Lucas presenta a Simón el Mago, un habitante de Samaria ampliamente reconocido por sus habilidades para la magia durante la predicación de Felipe en Samaria (Hch 8:5-25). La gente estaba tan asombrada por sus trucos, que incluso llegaron a llamarle “el gran poder de Dios” (8:10).
Simón estaba muy bien posicionado y tenía dominio en la ciudad, hasta que llegó Felipe, uno de los seguidores de Jesús, quien predicó el evangelio e hizo señales y milagros que maravillaron a las personas. Simón vio la llegada de Felipe como una intromisión a su territorio, y se acercó para ver qué tan hábil era y qué tan buenos eran los trucos que él hacía.
Pero resulta que Felipe no hacía trucos de magia, sino que predicaba las buenas nuevas del reino de Dios y el nombre de Cristo Jesús. Las personas creían, eran bautizadas y sanadas. Fue tal el impacto de la predicación de Felipe, que “aun Simón mismo creyó; y después de bautizarse, continuó con Felipe, y estaba atónito al ver las señales y los grandes milagros que se hacían” (8:13). Aquí es donde la historia comienza a ponerse interesante.
Pedro y Juan fueron a Samaria porque habían escuchado que los samaritanos recibieron la Palabra de Dios y habían sido bautizados. Estos líderes llegaron y oraron por los nuevos creyentes para que recibiesen el Espíritu Santo (quizá esto puede resultar confuso. Puedes leer más al respecto aquí).
Cuando Simón el Mago observó lo que Pedro y Juan estaban haciendo, “les ofreció dinero, y les dijo: ‘Denme también a mí esta autoridad’…” (v. 19). Pedro reprendió fuertemente a Simón por su petición. Literalmente, las palabras de Pedro se podrían traducir como: “Vete al infierno tú y tu dinero… porque tu corazón no es recto delante de Dios” (vv. 20-21).
Pero, ¿acaso Simón no creyó, se bautizó y siguió a Felipe? ¿Cómo es posible que alguien, que después de haber creído, reciba una reprensión como esta?
El caso de Simón el mago nos presenta una palabra de advertencia sobre una supuesta fe que no es para salvación. Una fe que no es genuina. Esta misma advertencia la vemos a lo largo del Nuevo Testamento (Lc 8:13; 1 Ti 1:19-20; 2 Ti 4:9-10). Él había creído, se bautizó y siguió a Felipe por un tiempo. Muchos de nosotros tomaríamos esas señales como la confirmación de una fe verdadera. Pero lo cierto es que estos pasos no aseguran una fe salvadora. Entonces, ¿cómo podemos estar seguros de haber creído en verdad?

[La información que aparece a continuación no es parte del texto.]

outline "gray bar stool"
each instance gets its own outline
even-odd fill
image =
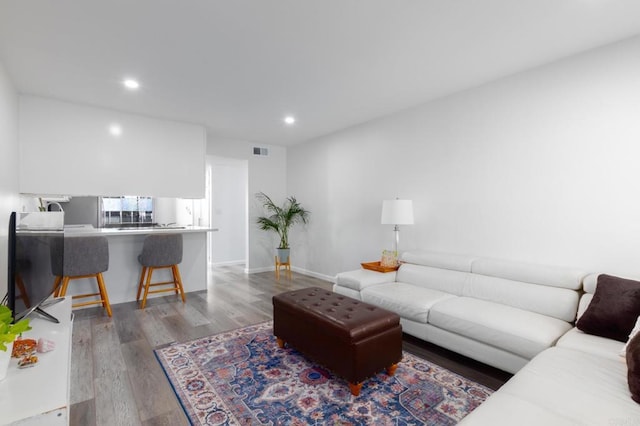
[[[138,262],[142,265],[140,282],[138,283],[138,295],[136,300],[140,301],[140,293],[144,287],[144,296],[140,308],[144,309],[147,304],[147,296],[152,293],[163,293],[167,291],[180,293],[182,303],[185,302],[184,288],[178,264],[182,262],[182,234],[153,234],[144,239],[142,254],[138,256]],[[172,281],[151,282],[151,275],[156,269],[171,269]],[[171,285],[168,288],[149,290],[150,287]]]
[[[75,303],[74,308],[100,304],[111,316],[109,295],[104,285],[102,273],[109,269],[109,242],[107,237],[65,237],[60,243],[52,245],[51,256],[63,255],[62,262],[52,262],[52,272],[56,276],[54,282],[54,296],[65,296],[69,281],[80,278],[95,278],[98,283],[98,293],[77,294],[73,299],[98,296],[97,300]],[[55,259],[54,258],[54,259]],[[62,264],[62,269],[61,265]]]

Simón estaba maravillado por los milagros, así como muchas personas en Samaria estaban maravilladas por las señales que hacía Felipe . También muchos se maravillaban cuando oían a Jesús enseñar y hacer milagros. El problema con Simón y con muchos de estos espectadores, es que fijaron su mirada en los milagros y no en la persona a quien apuntaban los milagros: Jesús.
De hecho, Jesús mismo confrontó a las multitudes cuando les dijo: “Ustedes quieren estar conmigo porque les di de comer, no porque hayan entendido las señales milagrosas” (Jn 6:26). Simón no puso su mirada en Jesús, sino en Felipe. Él sabía que lo que Felipe hacía era real y no eran trucos de magia como los que hacía él . ¡Simón no era escéptico! Él en verdad creía que se trataba de un poder sobrenatural y quería tener esa autoridad para hacer milagros e impartir el Espíritu Santo, hasta el punto de pagar por ello si era necesario. ¡Pero nunca vio a Jesús!
La falsa fe de Simón evidenciaba un problema mayor y profundo. Su corazón había sido endurecido y necesitaba ser transformado. No importa cuántas oraciones de fe hayas hecho, cuántas veces te hayas bautizado o cuánto tiempo tengas de ser miembro de una iglesia, sin quitarle el mérito a estas cosas a la luz de las Escrituras. Pero recuerda que lo que Dios mira y recibe es un corazón quebrantado y humilde, que acepta con gratitud el regalo inmerecido de la salvación y se somete con gozo el señorío de Cristo.